In other words: there are no real substantial alternatives on the market. Given the goals I mentioned at the beginning, the book represents the state of the art. I take it to be a challenge, however, how the tool, especially the scenario analysis, can become adapted to or enriched by tools from the social sciences and hope that colleagues from theses disciplines will also pick up that challenge.

References

Duch, B.J., Groh, S.E. and Allen, D.E. (Eds) (2001), The Power of Problem‐based Learning, Stylus Publishing LLC, Sterling, VA.

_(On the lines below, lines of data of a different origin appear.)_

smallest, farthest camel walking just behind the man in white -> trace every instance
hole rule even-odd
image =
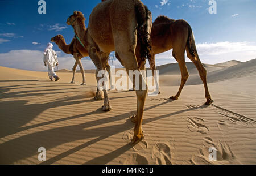
[[[73,39],[69,45],[66,44],[65,39],[62,35],[57,35],[55,37],[52,37],[51,41],[55,42],[64,53],[72,54],[76,60],[75,65],[72,68],[73,77],[72,77],[71,84],[75,84],[76,67],[77,67],[77,65],[79,65],[80,71],[82,74],[82,84],[81,85],[86,85],[86,79],[85,79],[85,75],[84,75],[84,67],[82,66],[81,59],[83,57],[89,56],[88,51],[80,44],[80,42],[79,42],[79,40],[77,40],[76,36],[73,37]],[[104,68],[106,68],[106,70],[109,72],[109,79],[111,79],[110,66],[109,66],[108,62],[106,62],[106,65]]]

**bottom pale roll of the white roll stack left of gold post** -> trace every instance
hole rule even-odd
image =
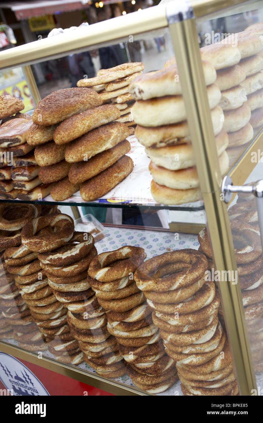
[[[172,188],[157,184],[154,180],[151,182],[151,194],[157,203],[166,205],[192,203],[202,198],[199,188],[173,190]]]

Frey, K. and Frey‐Eiling, A. (1993), Zürich, Allgemeine Didaktik. 6. Auflage, Verlag der Fachvereine an den schweizerischen Hochschulen und Techniken.

Grunwald, A. and Lingner, St. (2002), “Nachhaltigkeit und integrative Modellierung”, in Gethmann, C.F. and Lingner, S. (Eds), Intergrative Modellierung zum Globalen Wandel, Springer, Berlin, pp. 71106.

Renn, O. (2002), “Die Rolle der Sozialwissenschaften für die globale Umweltforschung”, in Gethmann, C.F. and Lingner, S. (Eds), Intergrative Modellierung zum Globalen Wandel, Springer, Berlin, pp. 5367.